Member of the Oklahoma House of Representatives from the Tulsa County district
- In office 1912–1914 Serving with William B. Williams
- Preceded by: J. I. Gillespie
- Succeeded by: Washington E. Hudson James H. Sykes

Personal details
- Born: August 31, 1867 Greene County, Georgia, U.S.
- Died: November 7, 1958 (aged 91) Muskogee, Oklahoma, U.S.
- Party: Democratic Party

= Frank Z. Curry =

American politician

Frank Z. Curry was an American politician who served in the Oklahoma House of Representatives from 1912 to 1914. He was a member of the Democratic Party and represented Tulsa County.

==Biography==
Frank Z. Curry was born on August 31, 1867, in Greene County, Georgia. He graduated from the University of Georgia Law School in 1888 and served in the Spanish-American War. Prior to moving to Oklahoma, Curry worked as an attorney and county court judge for Butts County, Georgia.

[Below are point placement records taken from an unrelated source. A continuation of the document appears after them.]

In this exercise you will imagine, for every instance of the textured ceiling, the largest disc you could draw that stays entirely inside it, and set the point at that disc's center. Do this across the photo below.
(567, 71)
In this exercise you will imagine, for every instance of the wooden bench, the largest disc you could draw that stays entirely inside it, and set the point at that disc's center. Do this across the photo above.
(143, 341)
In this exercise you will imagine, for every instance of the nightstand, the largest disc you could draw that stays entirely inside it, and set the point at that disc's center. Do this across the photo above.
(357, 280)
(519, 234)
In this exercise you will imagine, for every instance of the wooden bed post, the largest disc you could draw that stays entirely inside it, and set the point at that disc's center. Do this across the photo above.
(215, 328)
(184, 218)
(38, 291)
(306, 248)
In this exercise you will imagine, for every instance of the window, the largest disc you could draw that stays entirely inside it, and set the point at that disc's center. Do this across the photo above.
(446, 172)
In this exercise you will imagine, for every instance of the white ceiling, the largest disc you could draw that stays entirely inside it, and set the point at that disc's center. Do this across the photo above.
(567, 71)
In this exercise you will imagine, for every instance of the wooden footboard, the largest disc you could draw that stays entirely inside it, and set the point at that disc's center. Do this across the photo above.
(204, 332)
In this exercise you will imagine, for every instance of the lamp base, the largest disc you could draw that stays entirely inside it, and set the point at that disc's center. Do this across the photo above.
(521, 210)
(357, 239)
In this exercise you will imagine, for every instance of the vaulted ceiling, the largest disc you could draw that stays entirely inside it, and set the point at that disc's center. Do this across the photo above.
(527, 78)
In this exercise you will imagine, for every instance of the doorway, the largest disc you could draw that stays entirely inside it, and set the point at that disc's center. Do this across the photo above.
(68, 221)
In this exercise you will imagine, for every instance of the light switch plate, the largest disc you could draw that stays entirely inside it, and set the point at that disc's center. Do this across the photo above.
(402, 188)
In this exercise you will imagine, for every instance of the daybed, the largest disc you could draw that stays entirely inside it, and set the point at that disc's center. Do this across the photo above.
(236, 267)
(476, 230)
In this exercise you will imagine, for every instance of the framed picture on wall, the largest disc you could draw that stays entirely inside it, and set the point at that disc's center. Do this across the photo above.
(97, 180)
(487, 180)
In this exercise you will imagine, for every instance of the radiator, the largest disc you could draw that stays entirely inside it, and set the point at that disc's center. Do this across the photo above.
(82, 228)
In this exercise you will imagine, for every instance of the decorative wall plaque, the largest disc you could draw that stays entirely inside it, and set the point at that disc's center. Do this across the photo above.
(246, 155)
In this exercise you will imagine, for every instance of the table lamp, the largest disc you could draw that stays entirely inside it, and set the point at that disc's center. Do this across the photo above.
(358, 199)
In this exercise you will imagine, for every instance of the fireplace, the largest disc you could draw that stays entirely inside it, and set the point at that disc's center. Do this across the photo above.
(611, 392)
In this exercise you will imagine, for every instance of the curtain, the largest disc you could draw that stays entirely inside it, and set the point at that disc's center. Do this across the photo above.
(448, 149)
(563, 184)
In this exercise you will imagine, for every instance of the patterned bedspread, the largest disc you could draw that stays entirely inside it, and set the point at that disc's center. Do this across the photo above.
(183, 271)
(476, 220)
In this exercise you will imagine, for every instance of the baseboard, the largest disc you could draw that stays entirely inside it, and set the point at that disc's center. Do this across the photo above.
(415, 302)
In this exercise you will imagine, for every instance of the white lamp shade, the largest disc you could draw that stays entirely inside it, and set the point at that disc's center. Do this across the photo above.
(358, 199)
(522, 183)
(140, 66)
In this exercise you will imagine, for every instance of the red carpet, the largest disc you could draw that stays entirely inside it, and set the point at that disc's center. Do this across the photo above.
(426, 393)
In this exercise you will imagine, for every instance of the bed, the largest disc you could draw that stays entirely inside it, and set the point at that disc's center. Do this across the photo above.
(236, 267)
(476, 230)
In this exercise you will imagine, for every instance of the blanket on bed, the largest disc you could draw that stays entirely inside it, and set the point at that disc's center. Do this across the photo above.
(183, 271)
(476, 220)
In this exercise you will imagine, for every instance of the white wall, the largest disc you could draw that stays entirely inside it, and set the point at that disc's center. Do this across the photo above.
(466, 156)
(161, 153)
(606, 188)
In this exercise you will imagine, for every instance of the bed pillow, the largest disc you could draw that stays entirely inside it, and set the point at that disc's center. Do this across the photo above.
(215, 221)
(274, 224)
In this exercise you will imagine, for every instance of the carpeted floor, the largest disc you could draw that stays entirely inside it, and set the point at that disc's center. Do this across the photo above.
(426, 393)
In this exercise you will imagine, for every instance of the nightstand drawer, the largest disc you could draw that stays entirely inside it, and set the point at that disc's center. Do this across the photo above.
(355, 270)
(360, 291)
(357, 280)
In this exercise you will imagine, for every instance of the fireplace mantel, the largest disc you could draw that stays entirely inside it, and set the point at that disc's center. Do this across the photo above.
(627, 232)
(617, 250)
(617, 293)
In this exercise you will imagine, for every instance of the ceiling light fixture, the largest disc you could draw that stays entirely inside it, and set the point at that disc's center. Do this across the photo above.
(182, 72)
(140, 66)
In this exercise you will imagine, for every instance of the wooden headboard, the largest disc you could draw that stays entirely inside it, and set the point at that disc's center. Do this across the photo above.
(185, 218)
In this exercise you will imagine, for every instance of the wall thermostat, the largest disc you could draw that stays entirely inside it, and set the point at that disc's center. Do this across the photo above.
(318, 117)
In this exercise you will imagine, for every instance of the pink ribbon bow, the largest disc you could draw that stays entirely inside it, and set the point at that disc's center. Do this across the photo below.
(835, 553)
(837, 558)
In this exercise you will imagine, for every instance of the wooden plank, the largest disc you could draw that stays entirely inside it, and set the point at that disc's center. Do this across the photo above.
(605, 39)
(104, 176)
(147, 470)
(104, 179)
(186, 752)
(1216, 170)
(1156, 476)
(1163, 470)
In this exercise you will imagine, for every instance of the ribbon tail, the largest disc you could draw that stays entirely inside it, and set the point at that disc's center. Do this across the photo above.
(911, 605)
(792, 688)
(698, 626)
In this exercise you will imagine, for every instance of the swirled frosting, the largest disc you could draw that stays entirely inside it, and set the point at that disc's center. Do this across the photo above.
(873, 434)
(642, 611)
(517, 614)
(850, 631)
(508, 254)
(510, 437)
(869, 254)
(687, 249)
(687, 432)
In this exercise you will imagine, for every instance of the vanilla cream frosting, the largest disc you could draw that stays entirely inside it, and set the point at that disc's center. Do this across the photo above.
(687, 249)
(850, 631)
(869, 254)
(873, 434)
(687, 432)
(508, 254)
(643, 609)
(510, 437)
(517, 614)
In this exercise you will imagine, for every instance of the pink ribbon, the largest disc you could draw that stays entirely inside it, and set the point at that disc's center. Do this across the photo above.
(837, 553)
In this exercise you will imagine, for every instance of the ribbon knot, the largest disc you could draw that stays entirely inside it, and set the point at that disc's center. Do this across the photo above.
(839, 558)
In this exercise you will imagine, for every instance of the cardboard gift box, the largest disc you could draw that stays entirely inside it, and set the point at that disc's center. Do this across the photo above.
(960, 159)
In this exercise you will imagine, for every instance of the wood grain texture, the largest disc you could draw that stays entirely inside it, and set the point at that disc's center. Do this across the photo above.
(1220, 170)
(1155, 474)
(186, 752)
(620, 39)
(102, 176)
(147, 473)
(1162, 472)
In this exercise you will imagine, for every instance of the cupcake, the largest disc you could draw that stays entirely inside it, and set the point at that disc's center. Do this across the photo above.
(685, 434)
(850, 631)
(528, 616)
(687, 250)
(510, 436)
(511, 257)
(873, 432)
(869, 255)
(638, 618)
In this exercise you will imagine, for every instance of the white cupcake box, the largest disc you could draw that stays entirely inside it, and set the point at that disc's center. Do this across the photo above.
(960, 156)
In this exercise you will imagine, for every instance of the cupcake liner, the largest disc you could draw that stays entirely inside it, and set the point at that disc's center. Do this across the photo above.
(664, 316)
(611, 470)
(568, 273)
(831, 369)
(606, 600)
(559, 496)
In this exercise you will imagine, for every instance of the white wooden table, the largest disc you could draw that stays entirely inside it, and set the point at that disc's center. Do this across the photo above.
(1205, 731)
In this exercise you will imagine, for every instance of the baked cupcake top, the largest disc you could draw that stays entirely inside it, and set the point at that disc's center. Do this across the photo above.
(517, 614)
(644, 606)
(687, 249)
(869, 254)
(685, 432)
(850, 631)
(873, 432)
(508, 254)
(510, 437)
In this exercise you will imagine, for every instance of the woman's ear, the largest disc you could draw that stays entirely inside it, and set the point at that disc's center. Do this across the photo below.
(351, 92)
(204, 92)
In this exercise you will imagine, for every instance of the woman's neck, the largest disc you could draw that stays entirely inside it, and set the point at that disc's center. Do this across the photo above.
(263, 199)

In 1912, Curry began calling the Democratic Party leadership in Tulsa corrupt. He ran in the Democratic primary to represent Tulsa County in the Oklahoma House of Representatives, defeating incumbent J. I. Gillespie. In a top-two general election, Curry and fellow Democrat William B. Williams ran against Republicans C. H. Cleveland and John A. Oliphant. Curry won the November election. He was succeeded in office by Washington E. Hudson.

In 1914, he ran for the 31st district of the Oklahoma Senate against incumbent A. F. Vandeventer, with both Curry and Vandeventer losing to R. L. Davidson. The Tulsa Tribune opposed his candidacy, calling him "Standard Oil's candidate." In 1916, he again ran for the Oklahoma legislature and lost to incumbent James H. Sykes.

In 1930, he again ran for the Oklahoma legislature, but he placed 5th in the primary. In 1936, he ran against incumbent state representative Seth G. Eby and the two advanced to a runoff, which Curry lost.

Curry died on November 7, 1958, in Muskogee, Oklahoma.